# My TTS after a little wash



## medlen1985 (Apr 9, 2010)

Took a couple of pics yesterday of my TTS after a little wash. Also added the wife's mini in as they were both looking sweet.





What do you think


----------



## legend139 (May 9, 2014)

Both look stunning mate!


----------



## Warranty_Void (Aug 12, 2014)

Very nice :mrgreen:


----------



## gogs (Dec 22, 2010)

Very nice 

Sent from my iPhone via the interweb


----------



## California3.2Quattro (Nov 27, 2014)

Nice looking rides. Which one wins in a race?


----------



## powerplay (Feb 8, 2008)

What's it look like after a large wash? :lol:


----------



## Danny732 (Jan 4, 2015)

Smart looking cars.
That's my favourite colour of the TTS.


----------



## medlen1985 (Apr 9, 2010)

Cheers guys.

Took a fair bit of work to get the mini looking the way it does. Handles like a go kart though so a lot of fun. Clearly not on the same level as the TTS though.


----------



## mwad (Oct 11, 2013)

Looks good


----------



## Reasty (Feb 6, 2015)

California3.2Quattro said:


> Nice looking rides. Which one wins in a race?
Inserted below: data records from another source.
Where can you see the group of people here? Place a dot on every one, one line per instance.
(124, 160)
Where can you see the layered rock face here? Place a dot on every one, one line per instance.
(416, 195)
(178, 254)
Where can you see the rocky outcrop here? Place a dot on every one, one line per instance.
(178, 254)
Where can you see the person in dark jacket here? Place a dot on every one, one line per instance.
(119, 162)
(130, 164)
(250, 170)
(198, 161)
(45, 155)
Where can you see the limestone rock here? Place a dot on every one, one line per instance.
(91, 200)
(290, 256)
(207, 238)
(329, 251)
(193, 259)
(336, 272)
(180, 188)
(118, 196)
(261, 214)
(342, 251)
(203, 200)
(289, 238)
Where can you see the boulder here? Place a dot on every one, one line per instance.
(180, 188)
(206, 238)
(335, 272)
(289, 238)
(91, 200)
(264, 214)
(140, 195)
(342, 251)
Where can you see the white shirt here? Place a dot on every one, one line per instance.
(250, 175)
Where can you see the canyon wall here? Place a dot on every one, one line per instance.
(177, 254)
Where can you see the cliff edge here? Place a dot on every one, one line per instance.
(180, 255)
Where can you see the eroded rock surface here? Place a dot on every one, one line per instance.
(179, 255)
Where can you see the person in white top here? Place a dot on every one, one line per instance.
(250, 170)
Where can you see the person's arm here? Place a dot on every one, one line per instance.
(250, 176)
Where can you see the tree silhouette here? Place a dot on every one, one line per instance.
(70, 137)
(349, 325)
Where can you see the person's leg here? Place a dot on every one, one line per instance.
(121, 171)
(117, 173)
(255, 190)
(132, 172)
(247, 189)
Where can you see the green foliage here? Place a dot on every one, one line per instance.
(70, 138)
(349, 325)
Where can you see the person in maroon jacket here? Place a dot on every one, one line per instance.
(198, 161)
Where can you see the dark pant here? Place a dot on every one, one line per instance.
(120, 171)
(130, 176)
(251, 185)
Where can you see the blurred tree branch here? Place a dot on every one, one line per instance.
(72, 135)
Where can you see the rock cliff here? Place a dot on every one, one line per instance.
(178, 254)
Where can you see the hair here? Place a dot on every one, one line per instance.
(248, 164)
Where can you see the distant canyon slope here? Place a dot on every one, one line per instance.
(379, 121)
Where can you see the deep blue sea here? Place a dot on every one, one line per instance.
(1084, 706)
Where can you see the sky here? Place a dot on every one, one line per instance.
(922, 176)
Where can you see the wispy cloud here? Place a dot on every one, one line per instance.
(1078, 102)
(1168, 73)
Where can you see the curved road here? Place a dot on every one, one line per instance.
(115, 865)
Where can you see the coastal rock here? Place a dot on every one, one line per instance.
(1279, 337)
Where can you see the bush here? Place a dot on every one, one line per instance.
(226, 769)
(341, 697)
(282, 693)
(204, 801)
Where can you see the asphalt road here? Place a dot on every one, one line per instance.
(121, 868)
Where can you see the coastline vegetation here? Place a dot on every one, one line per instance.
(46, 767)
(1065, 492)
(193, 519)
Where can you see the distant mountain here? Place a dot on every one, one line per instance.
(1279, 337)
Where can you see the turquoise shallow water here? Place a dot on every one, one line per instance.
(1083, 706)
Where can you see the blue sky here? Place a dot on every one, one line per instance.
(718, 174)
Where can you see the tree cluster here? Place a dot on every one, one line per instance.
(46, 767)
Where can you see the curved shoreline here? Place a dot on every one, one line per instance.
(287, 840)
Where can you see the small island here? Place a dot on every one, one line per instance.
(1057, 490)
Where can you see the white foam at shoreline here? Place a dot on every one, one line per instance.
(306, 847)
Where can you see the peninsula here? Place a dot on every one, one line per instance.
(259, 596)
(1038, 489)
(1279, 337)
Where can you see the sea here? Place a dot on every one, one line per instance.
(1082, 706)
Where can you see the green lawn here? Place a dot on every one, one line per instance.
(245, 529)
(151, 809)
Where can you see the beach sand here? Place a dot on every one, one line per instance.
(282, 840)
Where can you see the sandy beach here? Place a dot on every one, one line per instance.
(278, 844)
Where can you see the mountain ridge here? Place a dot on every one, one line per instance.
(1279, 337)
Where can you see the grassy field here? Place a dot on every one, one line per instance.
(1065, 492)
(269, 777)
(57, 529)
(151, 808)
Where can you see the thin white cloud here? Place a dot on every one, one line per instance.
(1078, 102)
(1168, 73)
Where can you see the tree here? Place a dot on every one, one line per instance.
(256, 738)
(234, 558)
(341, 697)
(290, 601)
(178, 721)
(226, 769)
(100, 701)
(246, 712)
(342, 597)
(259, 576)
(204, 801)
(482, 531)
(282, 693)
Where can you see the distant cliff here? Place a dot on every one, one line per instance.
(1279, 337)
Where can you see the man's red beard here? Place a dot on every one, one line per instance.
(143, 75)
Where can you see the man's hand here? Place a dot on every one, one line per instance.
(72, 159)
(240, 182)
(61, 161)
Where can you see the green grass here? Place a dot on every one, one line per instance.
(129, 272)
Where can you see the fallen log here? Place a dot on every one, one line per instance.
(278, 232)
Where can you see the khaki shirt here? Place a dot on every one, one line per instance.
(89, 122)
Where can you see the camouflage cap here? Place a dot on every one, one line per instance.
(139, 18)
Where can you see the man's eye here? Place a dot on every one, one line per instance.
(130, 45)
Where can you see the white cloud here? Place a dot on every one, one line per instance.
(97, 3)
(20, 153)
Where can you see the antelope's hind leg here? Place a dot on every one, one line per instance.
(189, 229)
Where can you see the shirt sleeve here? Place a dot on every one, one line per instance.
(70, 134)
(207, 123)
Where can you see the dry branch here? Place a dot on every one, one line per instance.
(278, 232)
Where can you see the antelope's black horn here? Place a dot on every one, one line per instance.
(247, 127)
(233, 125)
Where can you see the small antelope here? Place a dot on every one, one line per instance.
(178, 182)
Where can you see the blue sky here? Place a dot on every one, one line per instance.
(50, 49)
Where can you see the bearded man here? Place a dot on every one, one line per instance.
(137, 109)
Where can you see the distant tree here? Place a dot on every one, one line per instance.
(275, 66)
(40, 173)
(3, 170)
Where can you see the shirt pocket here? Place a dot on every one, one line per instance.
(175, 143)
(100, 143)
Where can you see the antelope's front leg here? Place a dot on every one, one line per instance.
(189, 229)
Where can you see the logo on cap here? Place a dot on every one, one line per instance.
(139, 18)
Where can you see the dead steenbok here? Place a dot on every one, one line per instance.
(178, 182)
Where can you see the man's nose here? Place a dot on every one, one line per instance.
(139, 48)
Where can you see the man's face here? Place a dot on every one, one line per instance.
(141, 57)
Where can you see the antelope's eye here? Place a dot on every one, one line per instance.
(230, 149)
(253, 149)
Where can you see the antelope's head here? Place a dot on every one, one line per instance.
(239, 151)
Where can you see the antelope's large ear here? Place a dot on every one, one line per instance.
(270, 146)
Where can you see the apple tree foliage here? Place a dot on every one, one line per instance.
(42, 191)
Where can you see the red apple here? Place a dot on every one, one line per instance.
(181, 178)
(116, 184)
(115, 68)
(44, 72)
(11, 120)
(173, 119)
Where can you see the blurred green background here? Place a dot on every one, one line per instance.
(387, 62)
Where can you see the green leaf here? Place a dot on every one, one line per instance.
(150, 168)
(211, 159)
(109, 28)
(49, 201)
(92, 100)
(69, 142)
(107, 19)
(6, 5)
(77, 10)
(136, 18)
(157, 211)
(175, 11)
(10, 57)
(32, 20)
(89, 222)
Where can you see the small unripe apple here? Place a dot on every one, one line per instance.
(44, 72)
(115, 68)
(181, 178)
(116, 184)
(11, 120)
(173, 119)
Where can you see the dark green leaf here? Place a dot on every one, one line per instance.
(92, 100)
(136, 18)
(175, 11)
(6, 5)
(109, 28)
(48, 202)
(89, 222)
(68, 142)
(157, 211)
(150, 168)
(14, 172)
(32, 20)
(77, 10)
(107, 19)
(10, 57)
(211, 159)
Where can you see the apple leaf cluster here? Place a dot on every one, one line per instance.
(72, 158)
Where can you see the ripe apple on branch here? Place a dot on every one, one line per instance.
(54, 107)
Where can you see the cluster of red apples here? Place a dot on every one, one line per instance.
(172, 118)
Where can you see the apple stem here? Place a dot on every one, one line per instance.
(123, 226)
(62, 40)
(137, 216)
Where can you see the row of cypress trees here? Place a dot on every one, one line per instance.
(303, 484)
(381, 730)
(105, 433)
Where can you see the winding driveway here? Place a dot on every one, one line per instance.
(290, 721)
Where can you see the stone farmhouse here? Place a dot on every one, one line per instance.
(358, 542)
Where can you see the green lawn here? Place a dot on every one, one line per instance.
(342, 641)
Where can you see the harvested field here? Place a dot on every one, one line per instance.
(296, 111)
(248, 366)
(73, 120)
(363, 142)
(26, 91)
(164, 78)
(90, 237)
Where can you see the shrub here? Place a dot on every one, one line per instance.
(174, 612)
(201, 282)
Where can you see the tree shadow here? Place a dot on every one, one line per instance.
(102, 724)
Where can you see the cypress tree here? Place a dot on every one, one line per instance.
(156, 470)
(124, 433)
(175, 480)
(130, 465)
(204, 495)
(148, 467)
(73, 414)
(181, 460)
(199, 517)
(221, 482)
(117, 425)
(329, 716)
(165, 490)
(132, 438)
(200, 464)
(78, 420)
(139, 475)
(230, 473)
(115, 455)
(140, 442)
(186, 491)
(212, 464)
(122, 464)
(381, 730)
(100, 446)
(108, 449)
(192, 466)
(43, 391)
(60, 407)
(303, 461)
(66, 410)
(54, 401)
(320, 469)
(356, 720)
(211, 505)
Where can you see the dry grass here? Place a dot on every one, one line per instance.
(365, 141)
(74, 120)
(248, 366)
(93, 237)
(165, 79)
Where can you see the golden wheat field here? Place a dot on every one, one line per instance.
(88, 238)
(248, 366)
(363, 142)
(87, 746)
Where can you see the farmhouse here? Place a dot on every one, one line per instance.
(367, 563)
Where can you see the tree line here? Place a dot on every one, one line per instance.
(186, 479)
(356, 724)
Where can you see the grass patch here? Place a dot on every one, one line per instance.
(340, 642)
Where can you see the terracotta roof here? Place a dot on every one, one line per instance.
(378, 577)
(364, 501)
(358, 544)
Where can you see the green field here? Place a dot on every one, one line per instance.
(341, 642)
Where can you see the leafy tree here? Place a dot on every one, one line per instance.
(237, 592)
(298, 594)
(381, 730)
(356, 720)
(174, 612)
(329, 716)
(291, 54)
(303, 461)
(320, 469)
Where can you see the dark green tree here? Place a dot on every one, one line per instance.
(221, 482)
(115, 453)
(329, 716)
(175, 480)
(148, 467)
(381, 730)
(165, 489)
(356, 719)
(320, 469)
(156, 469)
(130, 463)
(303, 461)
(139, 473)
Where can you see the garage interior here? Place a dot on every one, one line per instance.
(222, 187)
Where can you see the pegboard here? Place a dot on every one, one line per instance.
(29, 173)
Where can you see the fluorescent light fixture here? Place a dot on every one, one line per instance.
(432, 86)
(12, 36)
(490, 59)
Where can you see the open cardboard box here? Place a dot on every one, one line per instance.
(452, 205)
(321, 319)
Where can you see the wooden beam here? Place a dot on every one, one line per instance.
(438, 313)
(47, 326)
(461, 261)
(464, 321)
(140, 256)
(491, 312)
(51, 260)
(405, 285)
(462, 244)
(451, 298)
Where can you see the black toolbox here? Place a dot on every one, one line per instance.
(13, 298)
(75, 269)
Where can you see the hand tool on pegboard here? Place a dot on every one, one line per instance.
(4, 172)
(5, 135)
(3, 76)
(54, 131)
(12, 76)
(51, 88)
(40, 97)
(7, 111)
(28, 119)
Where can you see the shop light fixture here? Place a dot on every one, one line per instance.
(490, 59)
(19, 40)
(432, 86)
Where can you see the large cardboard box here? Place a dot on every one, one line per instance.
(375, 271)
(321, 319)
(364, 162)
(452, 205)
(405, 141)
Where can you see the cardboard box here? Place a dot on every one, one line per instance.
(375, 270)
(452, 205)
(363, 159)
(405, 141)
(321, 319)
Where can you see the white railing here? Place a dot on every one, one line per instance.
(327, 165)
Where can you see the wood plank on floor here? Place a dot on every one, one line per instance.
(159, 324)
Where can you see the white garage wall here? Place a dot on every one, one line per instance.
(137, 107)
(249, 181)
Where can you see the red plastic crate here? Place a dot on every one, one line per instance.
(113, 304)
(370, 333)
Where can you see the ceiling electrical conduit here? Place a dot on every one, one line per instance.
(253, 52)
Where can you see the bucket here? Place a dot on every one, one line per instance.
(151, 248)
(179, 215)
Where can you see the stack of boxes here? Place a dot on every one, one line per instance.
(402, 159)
I had a cooper D for a while as a hire car and i can tell you those little cars go like the clappers the torque is insane, so i can only imagine what a cooper works goes like.


----------



## beachgang (Jun 28, 2014)

Nice work mate! I know where to bring my RS for a clean now :lol: Will look out for you on the Cornish lanes. 8) 8)


----------



## medlen1985 (Apr 9, 2010)

Ha ha. It was only a little wash with just soap. Think the light was catching the cars nicely and hiding my crap job. I am sure I will see you around Cornwall at some point and be massively jelous with your RS


----------